Jesus said to Peter, 18“Very truly, I tell you, when you were younger, you used to fasten your own belt and to go wherever you wished. But when you grow old, you will stretch out your hands, and someone else will fasten a belt around you and take you where you do not wish to go.” 19(He said this to indicate the kind of death by which he would glorify God.) After this he said to him, “Follow me.” John 21:18-19
These verses appear immediately following the refrain from my previous post, when Jesus asks Peter three times if he loves him. Jesus pulls Peter back into his inner circle and tells him clearly what following him will mean. It’s not a life of glory but a life that walks directly to the cross. And by following Christ, Peter will painfully give up his life. There are no surprises with Jesus. He tells Peter exactly what he’s getting into.
The world teaches us maturity equals independence, self-sufficiency, power, and control.
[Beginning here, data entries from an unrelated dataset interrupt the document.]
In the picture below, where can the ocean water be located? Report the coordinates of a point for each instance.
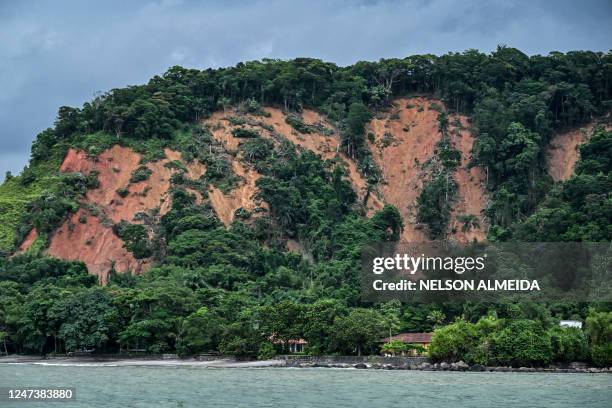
(124, 386)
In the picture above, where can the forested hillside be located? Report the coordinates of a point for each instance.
(223, 208)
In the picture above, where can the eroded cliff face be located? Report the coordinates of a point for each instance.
(87, 235)
(563, 151)
(404, 137)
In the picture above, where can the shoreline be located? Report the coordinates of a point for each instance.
(284, 362)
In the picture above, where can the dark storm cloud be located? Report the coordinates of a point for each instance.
(60, 53)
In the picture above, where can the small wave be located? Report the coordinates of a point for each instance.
(74, 364)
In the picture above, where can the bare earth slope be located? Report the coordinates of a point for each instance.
(405, 137)
(563, 152)
(87, 235)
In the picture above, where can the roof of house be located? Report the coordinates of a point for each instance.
(410, 338)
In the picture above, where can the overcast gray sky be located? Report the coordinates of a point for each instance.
(55, 53)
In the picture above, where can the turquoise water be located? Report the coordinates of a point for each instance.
(98, 386)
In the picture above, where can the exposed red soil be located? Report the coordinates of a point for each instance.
(94, 244)
(471, 197)
(242, 196)
(324, 145)
(563, 154)
(405, 138)
(410, 128)
(28, 241)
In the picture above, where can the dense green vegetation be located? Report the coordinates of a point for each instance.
(520, 341)
(237, 290)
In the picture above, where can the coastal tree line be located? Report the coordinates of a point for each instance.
(237, 290)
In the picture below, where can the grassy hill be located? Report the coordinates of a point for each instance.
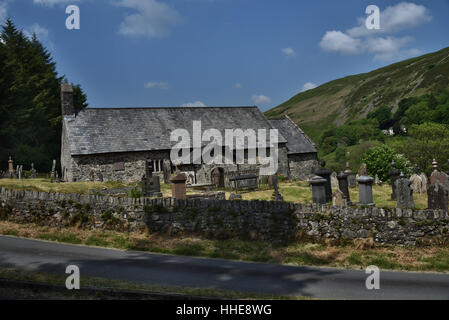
(353, 97)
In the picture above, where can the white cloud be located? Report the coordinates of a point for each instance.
(193, 104)
(260, 99)
(386, 48)
(152, 19)
(53, 2)
(156, 85)
(340, 42)
(3, 11)
(308, 86)
(289, 52)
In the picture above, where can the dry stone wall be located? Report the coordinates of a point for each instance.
(280, 222)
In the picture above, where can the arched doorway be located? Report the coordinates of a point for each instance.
(217, 177)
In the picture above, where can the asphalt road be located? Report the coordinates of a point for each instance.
(157, 269)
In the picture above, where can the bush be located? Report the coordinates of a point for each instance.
(378, 161)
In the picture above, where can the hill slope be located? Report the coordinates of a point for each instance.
(353, 97)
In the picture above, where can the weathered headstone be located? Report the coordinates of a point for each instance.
(339, 199)
(325, 173)
(10, 168)
(352, 182)
(438, 176)
(53, 173)
(334, 180)
(151, 185)
(366, 190)
(318, 190)
(343, 185)
(424, 182)
(377, 180)
(276, 194)
(179, 186)
(394, 175)
(437, 196)
(33, 171)
(363, 171)
(167, 171)
(416, 183)
(404, 193)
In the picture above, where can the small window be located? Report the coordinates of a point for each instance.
(119, 166)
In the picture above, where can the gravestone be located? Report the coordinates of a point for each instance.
(438, 176)
(416, 183)
(377, 180)
(343, 185)
(366, 190)
(276, 194)
(437, 196)
(325, 173)
(424, 182)
(53, 173)
(33, 172)
(334, 180)
(404, 193)
(10, 168)
(394, 175)
(363, 171)
(352, 182)
(151, 185)
(179, 186)
(318, 190)
(339, 199)
(167, 171)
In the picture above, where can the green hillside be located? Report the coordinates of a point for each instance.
(337, 102)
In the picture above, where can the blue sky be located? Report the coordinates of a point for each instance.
(136, 53)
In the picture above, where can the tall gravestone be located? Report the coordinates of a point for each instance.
(438, 176)
(437, 196)
(404, 193)
(343, 185)
(326, 174)
(10, 168)
(151, 186)
(33, 171)
(394, 175)
(352, 183)
(366, 190)
(318, 190)
(416, 180)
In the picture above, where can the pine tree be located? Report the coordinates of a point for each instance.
(30, 125)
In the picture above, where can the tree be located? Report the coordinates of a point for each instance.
(379, 159)
(30, 125)
(426, 142)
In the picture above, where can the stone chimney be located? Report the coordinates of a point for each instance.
(67, 107)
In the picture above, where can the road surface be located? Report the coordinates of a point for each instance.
(158, 269)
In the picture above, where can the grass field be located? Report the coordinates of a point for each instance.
(297, 192)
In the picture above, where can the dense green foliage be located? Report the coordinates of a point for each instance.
(424, 143)
(30, 116)
(379, 159)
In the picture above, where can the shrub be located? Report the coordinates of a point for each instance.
(378, 161)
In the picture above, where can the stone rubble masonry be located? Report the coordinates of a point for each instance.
(258, 220)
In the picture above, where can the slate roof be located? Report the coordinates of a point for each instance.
(297, 141)
(111, 130)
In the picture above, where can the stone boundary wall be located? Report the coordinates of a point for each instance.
(280, 222)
Jesus teaches us maturity in faith equals a willingness to let go. It’s surrendering to being led, stretching out our hands and allow God to fasten a belt around our waists–a belt that will pull us where we don’t want to go. Loving God isn’t a practice in forcing emotion or cognitive acceptance. Loving God is a complete practice in letting go; it’s giving up dreams, risking vulnerability, crossing boundaries, facing fear. We do this with the confidence that the One who loves us completely holds us firmly around our waists, like a parent steadying a newly-walking baby or running behind a tippy, frightened, exhilarated new bike rider. We may not like where we’re going, but at least we’re going.